Friday, March 2, 2012

So, waddaya think... Is Anybody Out There?

BRENDA SUDERMAN - CHILD'S PLAY

WHEN my younger son was five years old, he looked at me at breakfast one day and asked me a question I struggled to answer.

"Does infinity ever stop?" he wondered, eating his Cheerios while I scrambled for a response he could comprehend.

Anyone who has contemplated infinity probably also wonders about life on other planets, which is the reason for the new Planetarium show at the Manitoba Museum, Is Anybody Out There?

"Every planetarium does surveys and the number one topic (people ask about) is aliens," Planetarium manager Scott Young says of this Canadian co-production which opens in Winnipeg, Calgary, Vancouver, and Montreal today. "Everyone can describe what aliens look like and everyone can describe what it's like to be abducted by an alien."

Or can they? There may be someone out there, but this 36-minute show produced co-operatively by four planetariums presents evidence that it's definitely not little green men. Instead, the $96,000 production narrated by Dave Kelly of Calgary's Breakfast TV blows open the definition of life on other planets.

Employing the perspectives of more than a dozen scientists from universities across the country, government organizations like the National Research Council and the Canadian Space Agency, and the California-based SETI Institute (Search for Extraterrestrial Intelligence), the show concludes that something, but maybe not someone, may be out there after all. That something would be small life forms like microbes, which can survive in harsh conditions like the High Arctic. The show also takes viewers underwater to explain the connection between volcanic thermal vents underwater with the possibility of life in another galaxy.

Those scientific opinions are underlaid with popular music by Pink Floyd, Our Lady Peace, David Bowie and others who ask those existential questions about life beyond the planet.

Suitable for ages 10 and up, this show weaves together scientific facts, current research and popular culture, and presents just enough alien mythology to suck in anyone who really wants to know if other beings are really out there.

"It might be there are intelligent aliens out there, but they're probably spread out fairly thinly," says Young. Despite all our high-tech communication equipment, it's also fairly unlikely we're going to be talking to them anytime soon.

* * *

In 12 months, 300 square feet of the museum's Science Gallery will be filled with a $75,000 new exhibit on math. Thanks to a donation from Investors Group, the multi-station exhibit entitled The Numbers Game will open next spring. Plans are to include puzzles and games about basic mathematics, a graphic demonstration of compound interest, and counting objects like an abacus, slide rules and computers, and computer stations that will use numbers to create art and music.

"It's going to add a terrific new concept to our Science Gallery," says executive director Claudette Leclerc.

Recently, the Science Gallery added several other new exhibits, all of which are portable enough to move into a new facility, which is a top priority for the museum.

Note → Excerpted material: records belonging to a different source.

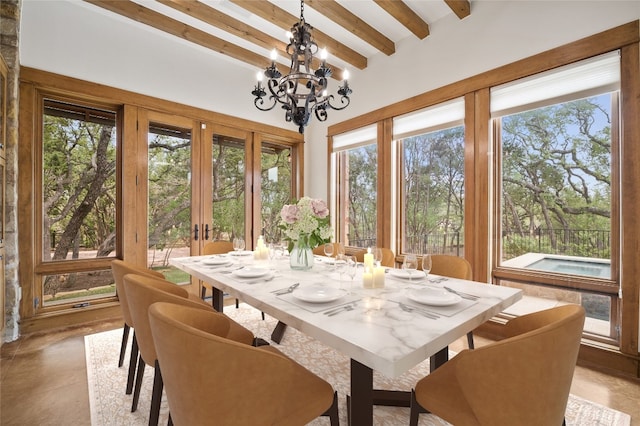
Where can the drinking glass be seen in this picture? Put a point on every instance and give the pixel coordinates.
(410, 264)
(426, 265)
(328, 249)
(351, 270)
(341, 264)
(238, 244)
(377, 256)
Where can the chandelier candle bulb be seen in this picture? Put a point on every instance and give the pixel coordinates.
(367, 278)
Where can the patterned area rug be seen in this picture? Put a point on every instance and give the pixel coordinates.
(110, 405)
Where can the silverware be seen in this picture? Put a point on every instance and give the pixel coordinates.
(339, 311)
(427, 314)
(461, 294)
(287, 290)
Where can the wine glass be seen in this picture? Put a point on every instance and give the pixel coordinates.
(410, 264)
(351, 269)
(328, 249)
(426, 264)
(238, 244)
(377, 256)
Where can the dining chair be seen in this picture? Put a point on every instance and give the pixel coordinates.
(119, 268)
(522, 380)
(246, 385)
(142, 291)
(452, 267)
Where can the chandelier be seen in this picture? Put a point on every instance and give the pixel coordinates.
(302, 91)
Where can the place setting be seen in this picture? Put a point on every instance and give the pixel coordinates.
(316, 297)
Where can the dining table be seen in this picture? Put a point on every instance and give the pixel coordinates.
(390, 329)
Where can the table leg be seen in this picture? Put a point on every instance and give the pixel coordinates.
(439, 358)
(217, 299)
(361, 401)
(278, 332)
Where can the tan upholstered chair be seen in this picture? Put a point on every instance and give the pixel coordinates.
(142, 291)
(454, 267)
(246, 385)
(120, 268)
(522, 380)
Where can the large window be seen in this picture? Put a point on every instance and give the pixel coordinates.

A decision to refurbish the existing space or construct a science centre will be made once a master plan for the entire museum complex is complete in a year or so.

* * *

The world will be able to experience Oak Hammock Marsh Interpretive Centre without stepping onto those wetlands north of Winnipeg via the new TryScience kiosk to be unveiled next Wednesday. The kiosk hooks into the same network of games and activities as the one installed in the Manitoba Museum last December. Two webcams -- one inside the interpretive centre, another on the roof -- will allow visitors online at a kiosk in another city or on the website to zoom in on exhibits, nesting birds and other wildlife.

"We want people to experience a wetland. If they can't visit us, this is giving them a taste of the wetlands by the Internet or by the live cam," says Michele Kading, head of interpretation at the centre.

Developed by IBM in conjunction with the New York Hall of Science and the Association of Science-Technology Centre, the material on TryScience is available in eight languages including Mandarin, Italian and German, with a limited version of the activities online at www.tryscience.org.